Ford could have played it safe. Armed with a multi-million-dollar budget, the designers and engineers could have given the styling a light tickle, tinkered with the dashboard and focused their efforts on ride, handling and refinement. Chief Program Analyst, Steve Shield, said: ‘We had enough money for three of the four parameters – one: exterior restyle; two: improved dynamics and refinement; three: powertrain upgrades with electronically controlled automatic transmissions; or four: interior styling improvements.’ Because the Granada’s instrument panel had been updated for the 92½ model year, the team elected to leave the dashboard alone, focusing instead on a new multiplex wiring system. Steve Saxty’s book shines the light on the eleventh-hour decision to fit a new dashboard, following the arrival of Jac Nasser as Ford of Europe’s chairman at the end of 1992. You can insert your own gag about Nasser’s claim that ‘a customer saw more of the inside than the outside’ of a car. Saxty explains that the ‘Nasser-dash’ made the Scorpio the only Ford to three receive dashboards during its production run. Designer Simon Spearman-Oxx points out that the dashboard ‘was covered in a plastic wood called Timberlex that was so obviously fake that we naturally called it Timbollocks’.

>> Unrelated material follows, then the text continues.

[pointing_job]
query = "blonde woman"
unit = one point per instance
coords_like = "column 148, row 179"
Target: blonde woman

Unsatisfying wood and a face only a blind mother could love weren’t the only weaknesses on the Scorpio’s SWOT analysis. In a 1998 survey of 29,000 owners of N-registered cars, the frog-faced (not my words, etc) Scorpio was left floundering in the shallow end along with the Galaxy and Vauxhall Vectra. The BBC article on the subject is notable for a reference to Quentin Willson as ‘Quention Wilson’. That’s my next non de plume sorted.

Never one to miss a used car bargain, Quention would have been quick to extol the virtues of buying a secondhand Scorpio. Anyone unfortunate enough to have dropped the best part of £25,000 on a ‘bells and whistles’ Scorpio with a 2.9-litre 24-valve engine would have seen it depreciate at a rate of £1,000 a month before it hits its first birthday. That’s enough to make anyone feel uncomfortable, even a corporate bigwig sitting in the opulent luxury of a seat swathed in optional ruched leather. ‘Timbollocks’, ruched upholstery, more toys than Hamleys and a stonking six-cylinder engine under the bonnet – I miss the days of big-engined Ford saloons and estates.

The tragedy of the Ford Scorpio is that there was a thoroughly good car lurking behind the challenging styling. Ford went to extraordinary lengths to breathe new life into an ageing car, knowing that it had a lifespan of around four years. Contemporary reviews describe a car that was good to drive, comfortable and spacious. But more than that, it looked and felt like a new car, not just another facelift of an outgoing model. Shall I pretend that the ‘pantomime horse’ styling is easy on the eye? Oh, no I’m not, but it’s not the end of the world.

This article first appeared in issue 11 of Classic.Retro.Modern. magazine.